In this example, while
judge the value of is changed by judging ready
instead of waking up the condition variable to judge ready
that has been changed. It's safer to think of arousal as something that might have been 发生变化
, 暗示
rather than an absolute fact
compile and run
Code needs to include header files pthread.h
in order to compile. When linking requires pthread
a library, add -pthread
a tag.
prompt> gcc -o main main.c -Wall -pthread
summary
Supplement: Thread API Guide
When you're building multithreaded programs using the POSIX threading library (or, indeed, any threading library), there are a few small but important things to keep in mind:
- Keep it simple . Most importantly, the code for locks and signals between threads should be as concise as possible. Complex thread interactions are prone to bugs.

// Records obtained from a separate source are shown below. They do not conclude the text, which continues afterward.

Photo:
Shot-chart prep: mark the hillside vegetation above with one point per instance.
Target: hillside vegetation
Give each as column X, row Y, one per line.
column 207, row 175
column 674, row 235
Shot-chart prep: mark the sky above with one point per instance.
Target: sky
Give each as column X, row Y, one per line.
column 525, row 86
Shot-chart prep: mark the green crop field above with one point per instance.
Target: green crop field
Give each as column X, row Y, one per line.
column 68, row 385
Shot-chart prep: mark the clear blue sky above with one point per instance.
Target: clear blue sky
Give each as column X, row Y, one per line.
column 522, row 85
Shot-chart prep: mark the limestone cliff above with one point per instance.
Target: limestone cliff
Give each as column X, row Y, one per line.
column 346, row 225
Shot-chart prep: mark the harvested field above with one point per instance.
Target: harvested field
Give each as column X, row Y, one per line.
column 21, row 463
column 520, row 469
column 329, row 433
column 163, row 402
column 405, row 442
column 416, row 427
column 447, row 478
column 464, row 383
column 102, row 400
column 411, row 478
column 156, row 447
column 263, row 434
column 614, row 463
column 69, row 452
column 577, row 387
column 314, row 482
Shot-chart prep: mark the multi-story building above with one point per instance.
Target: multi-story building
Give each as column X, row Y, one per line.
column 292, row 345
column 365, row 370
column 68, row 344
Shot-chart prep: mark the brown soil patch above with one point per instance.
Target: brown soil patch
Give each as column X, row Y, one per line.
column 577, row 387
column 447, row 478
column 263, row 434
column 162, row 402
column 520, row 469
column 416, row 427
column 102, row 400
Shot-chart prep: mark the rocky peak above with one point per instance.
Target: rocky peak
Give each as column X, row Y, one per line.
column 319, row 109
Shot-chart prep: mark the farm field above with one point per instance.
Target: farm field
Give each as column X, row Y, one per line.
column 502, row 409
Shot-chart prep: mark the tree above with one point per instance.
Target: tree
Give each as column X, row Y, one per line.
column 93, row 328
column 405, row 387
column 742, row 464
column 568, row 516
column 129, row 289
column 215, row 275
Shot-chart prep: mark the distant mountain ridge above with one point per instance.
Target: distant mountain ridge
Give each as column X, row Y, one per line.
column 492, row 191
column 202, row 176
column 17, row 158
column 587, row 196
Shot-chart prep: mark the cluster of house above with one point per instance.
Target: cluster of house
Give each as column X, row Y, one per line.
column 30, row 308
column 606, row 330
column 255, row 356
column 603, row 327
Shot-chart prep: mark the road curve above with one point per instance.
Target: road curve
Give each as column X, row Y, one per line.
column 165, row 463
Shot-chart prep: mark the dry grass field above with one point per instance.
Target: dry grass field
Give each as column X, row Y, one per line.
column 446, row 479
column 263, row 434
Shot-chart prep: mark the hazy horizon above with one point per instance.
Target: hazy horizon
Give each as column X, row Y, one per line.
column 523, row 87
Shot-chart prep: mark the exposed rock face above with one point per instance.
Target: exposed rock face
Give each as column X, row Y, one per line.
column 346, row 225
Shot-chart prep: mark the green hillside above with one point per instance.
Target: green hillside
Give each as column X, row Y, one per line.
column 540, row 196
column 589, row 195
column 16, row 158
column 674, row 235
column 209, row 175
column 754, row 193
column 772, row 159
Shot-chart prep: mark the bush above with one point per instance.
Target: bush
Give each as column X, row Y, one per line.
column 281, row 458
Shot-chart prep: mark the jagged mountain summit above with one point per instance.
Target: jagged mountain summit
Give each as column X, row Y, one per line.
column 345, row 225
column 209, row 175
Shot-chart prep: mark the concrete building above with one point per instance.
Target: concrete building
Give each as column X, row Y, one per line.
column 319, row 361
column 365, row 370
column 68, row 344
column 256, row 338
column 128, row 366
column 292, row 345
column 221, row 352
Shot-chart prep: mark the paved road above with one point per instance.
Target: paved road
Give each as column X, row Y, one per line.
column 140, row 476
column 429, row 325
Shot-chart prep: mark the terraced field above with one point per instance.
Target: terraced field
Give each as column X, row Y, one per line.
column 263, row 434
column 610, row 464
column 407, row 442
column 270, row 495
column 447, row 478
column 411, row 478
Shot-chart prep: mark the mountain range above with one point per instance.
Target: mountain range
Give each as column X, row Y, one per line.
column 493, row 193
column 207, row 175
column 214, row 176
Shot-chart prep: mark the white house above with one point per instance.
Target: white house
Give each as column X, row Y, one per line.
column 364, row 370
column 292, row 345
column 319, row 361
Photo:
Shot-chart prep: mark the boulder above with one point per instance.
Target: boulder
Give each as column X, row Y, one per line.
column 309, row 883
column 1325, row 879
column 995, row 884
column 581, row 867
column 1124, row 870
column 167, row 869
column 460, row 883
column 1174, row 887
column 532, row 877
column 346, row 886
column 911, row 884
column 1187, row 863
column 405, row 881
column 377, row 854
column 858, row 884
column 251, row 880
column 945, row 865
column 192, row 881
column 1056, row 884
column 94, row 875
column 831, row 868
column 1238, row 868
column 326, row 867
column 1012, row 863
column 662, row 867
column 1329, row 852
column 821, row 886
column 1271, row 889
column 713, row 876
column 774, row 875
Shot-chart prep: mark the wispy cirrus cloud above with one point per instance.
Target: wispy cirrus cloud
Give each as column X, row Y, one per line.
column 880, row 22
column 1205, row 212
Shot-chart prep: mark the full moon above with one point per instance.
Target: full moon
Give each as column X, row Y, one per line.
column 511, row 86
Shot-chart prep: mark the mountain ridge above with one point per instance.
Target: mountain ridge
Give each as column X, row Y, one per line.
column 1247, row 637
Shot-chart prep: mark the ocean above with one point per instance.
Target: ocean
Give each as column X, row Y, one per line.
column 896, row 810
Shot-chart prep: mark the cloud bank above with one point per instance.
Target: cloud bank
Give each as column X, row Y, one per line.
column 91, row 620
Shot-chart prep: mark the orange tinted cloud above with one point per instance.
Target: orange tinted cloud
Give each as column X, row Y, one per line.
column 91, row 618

- Keep thread interactions to a minimum . Minimize interaction between threads. Every interaction should be thought out clearly and implemented with verified and correct methods (many methods will be learned in subsequent chapters).
- Initialize locks and condition variables . Uninitialized code sometimes works fine and sometimes fails with weird results.
- Check the return value . Of course, any C and UNIX program should check the return value, and it's the same here. Failure to do so can result in odd and incomprehensible behavior, making you scream, or pull your hair out in pain.
- Pay attention to the parameters and return values passed to the thread . Specifically, if you pass a reference to a variable allocated on the stack, you may be making a mistake.
- Each thread has its own stack . Similar to the previous one, remember that each thread has its own stack. Therefore, thread-local variables should be thread-private and should not be accessed by other threads. To share data between threads, the values should be in the heap or other globally accessible locations.
- Signals between threads are always sent through condition variables . Remember not to use tag variables for synchronization.
- Check the manual more . Especially the Linux pthread manual has more details and richer content. Please read carefully!